この手のワードが並ぶ作文を目にするのにはそろそろ辟易しているのが正直なところ。

「Society5.0」なる概念の妥当性には疑義も呈されているが、それは顧みられることはない。

「予測困難」「予測不可能」というのはかねて、Society5.0や人工知能・情報通信技術の発達に絡めて言われていたのに、新型コロナウイルス感染症の拡大があって以降はこれを「予測困難」の根拠に加えるようになった。あまりに無節操だし、多くの犠牲が生じている事案の取り扱いとしては不謹慎ではないか。

のっけからこの調子なので気が重い。

 

ICTの活用をめぐっては、学習履歴や生活指導データ、健康診断情報の利活用が挙げられているという。

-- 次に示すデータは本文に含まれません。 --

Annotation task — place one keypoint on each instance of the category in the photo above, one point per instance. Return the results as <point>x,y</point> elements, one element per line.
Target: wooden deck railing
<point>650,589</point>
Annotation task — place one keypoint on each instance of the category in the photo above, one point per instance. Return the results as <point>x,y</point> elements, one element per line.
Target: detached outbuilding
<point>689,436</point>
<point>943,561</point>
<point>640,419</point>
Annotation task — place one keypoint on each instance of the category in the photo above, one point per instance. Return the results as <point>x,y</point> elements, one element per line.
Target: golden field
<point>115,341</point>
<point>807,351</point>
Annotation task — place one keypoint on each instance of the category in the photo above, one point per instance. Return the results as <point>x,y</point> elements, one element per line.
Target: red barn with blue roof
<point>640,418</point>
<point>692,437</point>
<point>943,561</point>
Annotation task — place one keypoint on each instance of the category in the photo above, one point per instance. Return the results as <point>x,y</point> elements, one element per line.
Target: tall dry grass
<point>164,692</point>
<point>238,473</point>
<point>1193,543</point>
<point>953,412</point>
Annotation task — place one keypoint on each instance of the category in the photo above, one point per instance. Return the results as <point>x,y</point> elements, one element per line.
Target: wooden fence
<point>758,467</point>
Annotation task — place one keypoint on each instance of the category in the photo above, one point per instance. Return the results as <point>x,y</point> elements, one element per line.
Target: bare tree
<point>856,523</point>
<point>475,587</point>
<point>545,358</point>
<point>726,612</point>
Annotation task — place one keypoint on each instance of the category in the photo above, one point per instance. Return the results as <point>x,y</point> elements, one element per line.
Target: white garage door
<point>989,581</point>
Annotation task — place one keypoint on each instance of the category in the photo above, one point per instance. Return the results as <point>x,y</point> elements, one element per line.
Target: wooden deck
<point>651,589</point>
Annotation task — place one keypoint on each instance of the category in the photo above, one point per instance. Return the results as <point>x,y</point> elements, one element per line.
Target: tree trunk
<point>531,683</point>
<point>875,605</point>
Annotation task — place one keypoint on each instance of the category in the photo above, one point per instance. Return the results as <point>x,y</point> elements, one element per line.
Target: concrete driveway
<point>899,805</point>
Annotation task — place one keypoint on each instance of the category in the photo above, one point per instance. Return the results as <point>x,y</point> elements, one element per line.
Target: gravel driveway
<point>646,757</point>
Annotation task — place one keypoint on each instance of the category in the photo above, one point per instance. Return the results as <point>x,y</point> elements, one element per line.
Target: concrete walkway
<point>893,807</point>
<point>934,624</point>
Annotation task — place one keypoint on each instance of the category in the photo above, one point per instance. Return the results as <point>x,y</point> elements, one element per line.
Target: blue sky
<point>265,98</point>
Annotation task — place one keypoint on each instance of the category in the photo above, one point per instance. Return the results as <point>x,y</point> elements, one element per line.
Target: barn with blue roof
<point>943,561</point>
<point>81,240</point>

このかんの動きを振り返ればやはり、というところだが、これについてはGIGAスクール構想からデジタル庁設置に代表されるデジタル国家社会構造改革の線上にあるものとして見なければいけない。

 

目下、ワクチン接種情報をマイナンバーと紐付けするということが言われている。

これはもろに政治主導・政治案件として、内閣閣僚のトップダウン・スタンドプレーで言われていて、ゴリ押しされれば制度設計する国家行政機関も実際に接種にあたる地方自治体もこれまでの準備がおじゃんになり大混乱に陥ることは間違いないという。

てゆうか、今年前半にはワクチン接種開始とか言ってたのに今ごろになって接種管理の方法で新しいことを言い出すとか今の内閣に計画性というものはないのかという話だ。

 

話がそれた。

それはさておき、中教審答申で「利活用」の対象として挙げられた学習履歴や生活指導データ、健康診断情報も、将来マイナンバーとの紐付けが狙われているのは間違いない。

転居して学校(学校設置者)が変わっても引き続き使えるもの、として。

 

「令和おじさん」が構築を目指す「令和の日本型学校教育」。

それは単なる教育政策方針ではない。

マイナンバーを核とした市民監視管理体制の一端を、公立学校が、そこの教職員が担わされることになるのかどうかという問題だ。